Way back when there was a three way split. The northern tribes and the southern tribes had at some point had a vicious war, so great and murderous that what is now Kentucky, the N-S and E-W crossroads of the eastern US, was declared by them to be a “neutral zone”. No settlements or camping was permitted in the entire state.
The east coast was occupied by the Europeans, and they could make no inroads into either the north or the south. But because the east coast was full, when a large number of new immigrants, Scots Borderers, arrived, they were told to settle in Kentucky, and fortify the place. If they could keep it, it was theirs.
The French and Indian War (1754–1763) was a brutal bloodbath to the northern tribes, followed by Pontiac’s Rebellion (1763), decimated or more the northern tribes.

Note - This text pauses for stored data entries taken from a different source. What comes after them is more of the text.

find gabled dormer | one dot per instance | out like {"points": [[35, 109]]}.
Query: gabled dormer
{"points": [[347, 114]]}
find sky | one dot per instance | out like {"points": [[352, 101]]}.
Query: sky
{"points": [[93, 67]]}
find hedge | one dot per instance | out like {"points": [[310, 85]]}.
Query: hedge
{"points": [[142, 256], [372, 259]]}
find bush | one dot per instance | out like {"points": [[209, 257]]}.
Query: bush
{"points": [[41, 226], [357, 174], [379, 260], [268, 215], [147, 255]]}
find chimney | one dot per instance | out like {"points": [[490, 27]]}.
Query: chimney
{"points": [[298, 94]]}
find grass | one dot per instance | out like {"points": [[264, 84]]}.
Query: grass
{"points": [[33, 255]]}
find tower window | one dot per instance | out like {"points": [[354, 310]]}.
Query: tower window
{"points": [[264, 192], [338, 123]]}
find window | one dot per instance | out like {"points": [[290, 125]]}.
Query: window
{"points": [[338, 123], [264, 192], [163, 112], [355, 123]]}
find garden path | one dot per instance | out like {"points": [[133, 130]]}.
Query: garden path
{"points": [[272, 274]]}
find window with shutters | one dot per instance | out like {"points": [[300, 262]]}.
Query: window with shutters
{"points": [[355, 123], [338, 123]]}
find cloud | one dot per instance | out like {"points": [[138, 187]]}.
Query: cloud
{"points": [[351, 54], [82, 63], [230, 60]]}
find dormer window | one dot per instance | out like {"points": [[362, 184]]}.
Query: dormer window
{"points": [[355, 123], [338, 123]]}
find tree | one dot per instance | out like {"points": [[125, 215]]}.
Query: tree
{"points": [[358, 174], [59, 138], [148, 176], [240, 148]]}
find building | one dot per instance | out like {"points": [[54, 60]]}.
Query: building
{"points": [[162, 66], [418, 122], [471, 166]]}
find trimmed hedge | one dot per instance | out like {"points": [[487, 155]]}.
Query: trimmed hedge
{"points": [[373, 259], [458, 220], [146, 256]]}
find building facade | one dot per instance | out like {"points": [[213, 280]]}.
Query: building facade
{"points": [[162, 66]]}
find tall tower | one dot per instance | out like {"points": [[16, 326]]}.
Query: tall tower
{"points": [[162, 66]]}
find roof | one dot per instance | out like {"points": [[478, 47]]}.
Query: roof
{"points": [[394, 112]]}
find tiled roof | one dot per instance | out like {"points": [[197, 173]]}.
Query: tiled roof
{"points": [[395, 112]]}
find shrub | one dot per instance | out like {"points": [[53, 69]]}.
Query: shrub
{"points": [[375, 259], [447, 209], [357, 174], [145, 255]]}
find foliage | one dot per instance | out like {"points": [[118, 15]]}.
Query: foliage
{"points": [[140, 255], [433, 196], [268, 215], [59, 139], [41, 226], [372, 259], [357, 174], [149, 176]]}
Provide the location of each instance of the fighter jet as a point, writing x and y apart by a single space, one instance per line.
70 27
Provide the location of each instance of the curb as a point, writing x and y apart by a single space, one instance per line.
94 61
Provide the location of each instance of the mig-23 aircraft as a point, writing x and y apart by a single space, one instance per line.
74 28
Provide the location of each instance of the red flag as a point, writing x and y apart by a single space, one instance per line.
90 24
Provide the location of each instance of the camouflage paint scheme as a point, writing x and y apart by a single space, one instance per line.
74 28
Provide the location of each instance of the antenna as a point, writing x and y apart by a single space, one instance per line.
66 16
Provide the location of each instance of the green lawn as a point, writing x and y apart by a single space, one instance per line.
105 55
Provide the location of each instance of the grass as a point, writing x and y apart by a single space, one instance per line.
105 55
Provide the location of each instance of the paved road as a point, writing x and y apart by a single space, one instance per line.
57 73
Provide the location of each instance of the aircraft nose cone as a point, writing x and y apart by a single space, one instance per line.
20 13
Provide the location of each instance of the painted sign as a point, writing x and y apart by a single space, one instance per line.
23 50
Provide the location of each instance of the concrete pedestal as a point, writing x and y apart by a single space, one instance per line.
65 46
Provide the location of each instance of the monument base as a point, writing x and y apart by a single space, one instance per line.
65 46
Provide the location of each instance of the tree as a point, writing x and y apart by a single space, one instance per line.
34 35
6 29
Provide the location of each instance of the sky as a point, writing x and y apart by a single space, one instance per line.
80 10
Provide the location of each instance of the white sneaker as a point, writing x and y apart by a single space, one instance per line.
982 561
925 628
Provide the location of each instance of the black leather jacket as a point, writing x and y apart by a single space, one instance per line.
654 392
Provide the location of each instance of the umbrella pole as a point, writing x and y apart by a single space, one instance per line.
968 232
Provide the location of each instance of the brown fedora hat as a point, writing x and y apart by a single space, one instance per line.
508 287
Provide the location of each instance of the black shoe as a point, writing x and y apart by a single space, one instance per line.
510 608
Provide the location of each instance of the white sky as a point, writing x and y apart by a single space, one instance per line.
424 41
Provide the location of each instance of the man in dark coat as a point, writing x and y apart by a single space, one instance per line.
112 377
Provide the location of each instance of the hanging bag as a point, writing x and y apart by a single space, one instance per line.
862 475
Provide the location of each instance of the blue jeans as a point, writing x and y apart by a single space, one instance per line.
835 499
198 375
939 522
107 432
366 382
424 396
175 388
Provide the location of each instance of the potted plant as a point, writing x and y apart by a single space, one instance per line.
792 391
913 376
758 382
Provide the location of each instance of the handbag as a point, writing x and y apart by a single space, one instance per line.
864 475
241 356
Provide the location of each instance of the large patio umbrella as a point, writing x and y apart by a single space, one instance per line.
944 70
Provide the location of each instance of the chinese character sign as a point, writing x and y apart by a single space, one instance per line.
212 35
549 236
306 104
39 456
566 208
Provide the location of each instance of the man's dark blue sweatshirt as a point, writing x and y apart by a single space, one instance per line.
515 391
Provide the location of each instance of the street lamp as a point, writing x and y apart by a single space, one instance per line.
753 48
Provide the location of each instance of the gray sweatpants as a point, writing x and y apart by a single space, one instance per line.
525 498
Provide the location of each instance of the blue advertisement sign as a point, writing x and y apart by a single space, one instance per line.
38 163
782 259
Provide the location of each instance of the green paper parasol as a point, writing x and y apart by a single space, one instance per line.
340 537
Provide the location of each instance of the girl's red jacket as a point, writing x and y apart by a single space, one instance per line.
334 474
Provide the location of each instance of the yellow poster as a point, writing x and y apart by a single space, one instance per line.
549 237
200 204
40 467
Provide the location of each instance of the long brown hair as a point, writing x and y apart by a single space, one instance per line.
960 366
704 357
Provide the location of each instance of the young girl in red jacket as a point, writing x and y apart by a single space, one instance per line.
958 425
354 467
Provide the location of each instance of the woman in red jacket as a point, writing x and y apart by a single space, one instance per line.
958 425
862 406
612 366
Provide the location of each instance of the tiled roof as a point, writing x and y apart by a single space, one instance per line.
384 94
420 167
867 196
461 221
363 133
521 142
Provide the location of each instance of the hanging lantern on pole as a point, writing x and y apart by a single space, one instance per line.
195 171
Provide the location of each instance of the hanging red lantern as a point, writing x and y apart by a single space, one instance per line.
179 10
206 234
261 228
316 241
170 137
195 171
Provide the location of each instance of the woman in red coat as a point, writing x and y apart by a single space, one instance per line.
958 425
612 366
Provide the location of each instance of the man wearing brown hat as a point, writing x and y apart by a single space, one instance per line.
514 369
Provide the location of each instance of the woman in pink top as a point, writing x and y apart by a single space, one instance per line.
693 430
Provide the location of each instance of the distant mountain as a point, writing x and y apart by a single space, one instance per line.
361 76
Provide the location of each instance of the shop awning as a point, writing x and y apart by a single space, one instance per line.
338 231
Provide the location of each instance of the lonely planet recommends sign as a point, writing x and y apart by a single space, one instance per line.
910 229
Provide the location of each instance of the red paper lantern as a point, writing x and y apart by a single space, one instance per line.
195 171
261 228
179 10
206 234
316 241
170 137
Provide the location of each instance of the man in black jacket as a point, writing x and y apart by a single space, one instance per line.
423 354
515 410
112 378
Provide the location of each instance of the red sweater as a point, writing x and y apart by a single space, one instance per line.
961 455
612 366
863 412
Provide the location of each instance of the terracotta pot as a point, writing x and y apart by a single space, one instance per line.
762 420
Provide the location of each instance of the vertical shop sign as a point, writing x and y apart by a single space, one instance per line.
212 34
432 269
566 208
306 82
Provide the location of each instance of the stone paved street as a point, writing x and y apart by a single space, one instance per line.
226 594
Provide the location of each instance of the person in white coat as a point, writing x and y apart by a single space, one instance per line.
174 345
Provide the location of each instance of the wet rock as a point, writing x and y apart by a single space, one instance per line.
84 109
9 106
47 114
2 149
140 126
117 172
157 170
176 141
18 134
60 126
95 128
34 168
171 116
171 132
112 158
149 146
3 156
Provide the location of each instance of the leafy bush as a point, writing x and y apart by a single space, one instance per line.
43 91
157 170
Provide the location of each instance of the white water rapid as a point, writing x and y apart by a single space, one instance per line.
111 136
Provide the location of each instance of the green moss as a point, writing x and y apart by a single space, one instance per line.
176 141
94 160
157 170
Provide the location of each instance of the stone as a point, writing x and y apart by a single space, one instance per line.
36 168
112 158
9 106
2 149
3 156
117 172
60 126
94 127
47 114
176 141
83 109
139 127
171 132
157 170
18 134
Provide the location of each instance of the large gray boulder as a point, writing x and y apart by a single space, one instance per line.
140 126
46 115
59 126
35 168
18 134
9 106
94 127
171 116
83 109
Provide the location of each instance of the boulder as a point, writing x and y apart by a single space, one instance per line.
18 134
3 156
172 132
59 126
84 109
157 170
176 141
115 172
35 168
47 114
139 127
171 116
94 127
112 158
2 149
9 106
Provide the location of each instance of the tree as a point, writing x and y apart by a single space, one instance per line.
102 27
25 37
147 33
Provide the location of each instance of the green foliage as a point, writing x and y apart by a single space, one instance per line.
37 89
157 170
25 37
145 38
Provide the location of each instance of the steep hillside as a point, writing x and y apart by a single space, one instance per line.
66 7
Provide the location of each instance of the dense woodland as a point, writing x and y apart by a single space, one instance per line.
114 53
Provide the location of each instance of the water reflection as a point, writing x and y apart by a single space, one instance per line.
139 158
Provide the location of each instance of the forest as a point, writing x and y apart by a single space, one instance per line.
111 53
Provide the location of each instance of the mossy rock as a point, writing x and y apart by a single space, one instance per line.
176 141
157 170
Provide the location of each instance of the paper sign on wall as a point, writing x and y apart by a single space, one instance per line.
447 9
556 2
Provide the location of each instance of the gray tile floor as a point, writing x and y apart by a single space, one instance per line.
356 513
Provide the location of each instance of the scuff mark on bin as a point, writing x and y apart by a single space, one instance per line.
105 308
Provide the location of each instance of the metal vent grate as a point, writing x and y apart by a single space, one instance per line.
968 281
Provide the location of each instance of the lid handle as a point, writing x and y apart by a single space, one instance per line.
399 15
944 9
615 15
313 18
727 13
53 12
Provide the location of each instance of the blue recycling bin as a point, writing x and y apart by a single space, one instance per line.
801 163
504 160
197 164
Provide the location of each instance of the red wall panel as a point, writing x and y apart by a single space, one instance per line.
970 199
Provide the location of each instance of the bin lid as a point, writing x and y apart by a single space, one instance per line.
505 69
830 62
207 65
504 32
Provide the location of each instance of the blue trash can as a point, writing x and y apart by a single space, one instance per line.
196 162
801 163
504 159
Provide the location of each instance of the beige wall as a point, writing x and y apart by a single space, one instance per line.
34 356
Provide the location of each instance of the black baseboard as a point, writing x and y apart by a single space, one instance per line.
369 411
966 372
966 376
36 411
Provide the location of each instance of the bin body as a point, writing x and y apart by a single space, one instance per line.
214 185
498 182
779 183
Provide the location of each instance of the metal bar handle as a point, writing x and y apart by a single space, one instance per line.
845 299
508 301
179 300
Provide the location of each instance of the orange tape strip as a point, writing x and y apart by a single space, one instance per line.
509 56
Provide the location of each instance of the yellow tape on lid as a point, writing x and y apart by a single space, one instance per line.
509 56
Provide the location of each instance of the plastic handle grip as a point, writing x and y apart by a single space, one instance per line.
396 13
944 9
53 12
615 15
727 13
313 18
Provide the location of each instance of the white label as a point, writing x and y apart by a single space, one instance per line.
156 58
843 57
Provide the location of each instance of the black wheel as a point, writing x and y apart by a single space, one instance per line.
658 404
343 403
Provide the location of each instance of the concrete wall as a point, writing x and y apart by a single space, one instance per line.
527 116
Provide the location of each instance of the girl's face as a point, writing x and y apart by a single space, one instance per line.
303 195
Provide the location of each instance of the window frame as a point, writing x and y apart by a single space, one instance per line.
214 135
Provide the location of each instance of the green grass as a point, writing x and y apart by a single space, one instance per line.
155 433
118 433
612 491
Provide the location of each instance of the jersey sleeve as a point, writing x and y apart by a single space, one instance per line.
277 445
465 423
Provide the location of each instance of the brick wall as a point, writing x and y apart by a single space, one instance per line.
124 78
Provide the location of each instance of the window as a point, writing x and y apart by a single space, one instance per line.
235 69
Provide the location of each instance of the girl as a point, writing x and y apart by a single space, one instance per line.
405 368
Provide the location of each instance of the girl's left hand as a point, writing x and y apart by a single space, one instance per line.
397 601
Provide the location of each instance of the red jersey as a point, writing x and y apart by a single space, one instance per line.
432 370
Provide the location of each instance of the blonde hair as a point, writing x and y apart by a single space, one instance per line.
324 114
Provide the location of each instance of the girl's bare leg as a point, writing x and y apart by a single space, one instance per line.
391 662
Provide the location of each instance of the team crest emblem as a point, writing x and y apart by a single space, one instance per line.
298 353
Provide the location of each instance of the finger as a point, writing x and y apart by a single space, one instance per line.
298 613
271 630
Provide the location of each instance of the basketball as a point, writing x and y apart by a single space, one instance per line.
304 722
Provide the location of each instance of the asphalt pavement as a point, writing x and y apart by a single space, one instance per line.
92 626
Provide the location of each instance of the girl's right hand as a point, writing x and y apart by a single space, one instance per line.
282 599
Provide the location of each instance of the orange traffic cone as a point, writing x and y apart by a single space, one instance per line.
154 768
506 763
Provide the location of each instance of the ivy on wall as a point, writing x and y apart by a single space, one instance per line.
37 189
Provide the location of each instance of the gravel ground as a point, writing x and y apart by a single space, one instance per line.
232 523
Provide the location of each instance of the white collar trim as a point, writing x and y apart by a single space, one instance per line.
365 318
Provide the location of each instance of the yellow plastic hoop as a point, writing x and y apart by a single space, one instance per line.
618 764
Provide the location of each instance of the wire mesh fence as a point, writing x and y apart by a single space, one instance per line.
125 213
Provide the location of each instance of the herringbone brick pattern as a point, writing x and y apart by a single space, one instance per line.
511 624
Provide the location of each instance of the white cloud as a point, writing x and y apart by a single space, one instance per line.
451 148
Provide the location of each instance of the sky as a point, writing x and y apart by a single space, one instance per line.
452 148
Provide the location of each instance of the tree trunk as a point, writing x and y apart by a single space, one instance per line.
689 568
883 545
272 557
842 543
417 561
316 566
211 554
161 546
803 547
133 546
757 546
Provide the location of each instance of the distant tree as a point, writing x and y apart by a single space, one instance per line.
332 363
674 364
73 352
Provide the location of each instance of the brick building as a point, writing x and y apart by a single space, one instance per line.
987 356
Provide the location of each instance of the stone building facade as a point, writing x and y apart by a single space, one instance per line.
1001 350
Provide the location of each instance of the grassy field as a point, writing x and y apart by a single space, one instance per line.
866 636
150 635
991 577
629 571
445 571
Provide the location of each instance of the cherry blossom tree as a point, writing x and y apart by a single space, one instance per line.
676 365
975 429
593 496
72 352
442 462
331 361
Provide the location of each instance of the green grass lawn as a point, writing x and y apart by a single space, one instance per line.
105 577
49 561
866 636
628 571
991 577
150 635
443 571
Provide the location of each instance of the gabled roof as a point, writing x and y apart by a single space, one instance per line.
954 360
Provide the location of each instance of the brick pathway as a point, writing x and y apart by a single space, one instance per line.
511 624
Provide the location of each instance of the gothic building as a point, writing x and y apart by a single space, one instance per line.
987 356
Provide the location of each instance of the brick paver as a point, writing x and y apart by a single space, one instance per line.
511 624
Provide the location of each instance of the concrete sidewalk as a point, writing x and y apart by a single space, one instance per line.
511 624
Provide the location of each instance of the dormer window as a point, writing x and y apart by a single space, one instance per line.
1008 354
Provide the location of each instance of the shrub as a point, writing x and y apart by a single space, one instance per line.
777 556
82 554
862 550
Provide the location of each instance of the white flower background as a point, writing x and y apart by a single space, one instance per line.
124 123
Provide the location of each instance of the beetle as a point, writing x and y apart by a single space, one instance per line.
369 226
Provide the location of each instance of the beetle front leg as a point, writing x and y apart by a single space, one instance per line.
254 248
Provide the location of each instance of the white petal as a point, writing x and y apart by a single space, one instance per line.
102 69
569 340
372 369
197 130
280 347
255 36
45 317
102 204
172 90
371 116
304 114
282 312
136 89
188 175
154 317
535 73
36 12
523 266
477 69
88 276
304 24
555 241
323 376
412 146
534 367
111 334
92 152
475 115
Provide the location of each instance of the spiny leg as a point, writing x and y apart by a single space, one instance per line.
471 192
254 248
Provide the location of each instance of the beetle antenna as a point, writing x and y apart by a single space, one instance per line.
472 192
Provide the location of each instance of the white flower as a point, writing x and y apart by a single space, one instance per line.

The southern tribes were pretty much still whole, and by the time of Andrew Jackson, he realized that unless he intervened, the pressure of new settlement in the south would result in a bloody or genocidal war.
His alternative was the Trail of Tears. He attached the US Army for the deportation, both to insure the Indians left and to protect them from harassment by settlers. And while they complain bitterly about it, the army sent with them suffered as much from cold, disease and starvation.
But it saved most of their lives and kept their tribal unity and culture intact.
From what I understand, the Indians on that trail of tears refused to ride, but walked instead of accepting transportation from the white eyes.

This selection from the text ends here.